La Constitución dominicana vigente es consciente de todo esto. Nada de lo anterior le es indiferente. Lo mismo cabe decir del legislador: se exigen las vistas públicas (atiéndase a la terminología del artículo 18 de la L.138-11, en caso de duda) precisamente porque el elenco de competencias del CNM tiene un profundo impacto sistémico. La conformación de órganos como el Tribunal Constitucional, la Suprema Corte de Justicia o el Tribunal Superior Electoral no es una operación menor, máxime atendiendo a la singular dualidad que les caracteriza y que les convierte tanto en árbitros como en arquitectos del tablero político y el sistema normativo. Por ello, la ciudadanía debe poder fiscalizar el modo en que se practican los procesos y procedimientos que conciernen a su composición.

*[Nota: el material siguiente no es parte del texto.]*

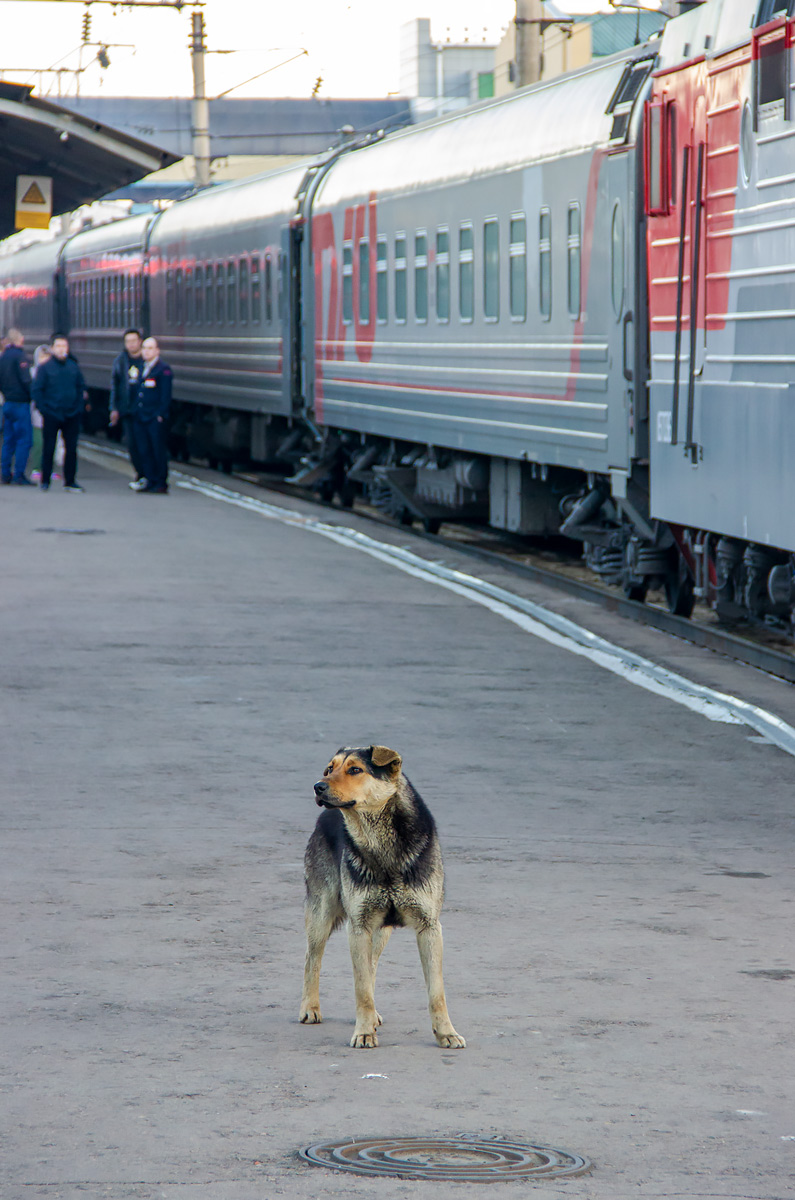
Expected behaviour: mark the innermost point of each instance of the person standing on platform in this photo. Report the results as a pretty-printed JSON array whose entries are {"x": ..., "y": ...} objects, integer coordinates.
[
  {"x": 150, "y": 409},
  {"x": 125, "y": 376},
  {"x": 17, "y": 429},
  {"x": 59, "y": 394}
]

Cuesta entender el motivo por el cual la selección del Procurador General de la República y de la mitad de sus adjuntos deba darse en esas sesiones “internas” que tan elocuentemente menciona el nuevo reglamento. No es evidente el motivo por el cual cabe válidamente sustraer ese procedimiento de la fase de vistas públicas que ya prevé la ley para la designación de los jueces y juezas de las Altas Cortes. Es decir, la diferenciación entre esto y aquello requiere una poderosa explicación. Tampoco es obvio que deba simplemente concederse que sea de esa manera (y no de otra). En fin, es un enredo de difícil comprensión que, en una coyuntura política en la que la transparencia se ha querido convertir en tarjeta de presentación del poder hegemónico, se apueste –al mismo tiempo— por sustraer a la ciudadanía de la selección de las autoridades que más directamente enfrentarán la corrupción administrativa. Hay algo en ello que no encaja bien con el archivo filosófico que sirve de sustento a los frenos del poder.

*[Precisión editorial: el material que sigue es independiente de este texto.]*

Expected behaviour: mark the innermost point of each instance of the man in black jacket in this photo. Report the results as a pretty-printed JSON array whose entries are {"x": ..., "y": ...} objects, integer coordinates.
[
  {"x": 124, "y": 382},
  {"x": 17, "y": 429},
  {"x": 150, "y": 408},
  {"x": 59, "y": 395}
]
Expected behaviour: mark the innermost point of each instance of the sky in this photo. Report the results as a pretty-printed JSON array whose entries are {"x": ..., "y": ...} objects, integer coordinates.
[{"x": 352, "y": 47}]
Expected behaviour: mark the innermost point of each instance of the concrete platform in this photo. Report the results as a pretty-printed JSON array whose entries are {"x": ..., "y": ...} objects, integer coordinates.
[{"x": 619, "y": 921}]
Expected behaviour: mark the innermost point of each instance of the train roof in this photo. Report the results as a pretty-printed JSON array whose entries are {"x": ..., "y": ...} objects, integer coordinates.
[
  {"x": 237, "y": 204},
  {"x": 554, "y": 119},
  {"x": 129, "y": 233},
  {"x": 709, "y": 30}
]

Cabe pensar que, en estos tiempos convulsos (tipificados, entre muchas otras cosas, por una suerte de cruzada global contra la corrupción), la configuración de vistas públicas para la elección de la máxima autoridad de la Procuraduría General de la República y la mitad de sus adjuntos, más que procedente, resulta absolutamente innegociable. Y así debe reflejarlo la reglamentación que adopte el CNM. Porque, insisto, la opción que ha prevalecido se queda muy corta frente al horizonte al que apunta el orden constitucional vigente.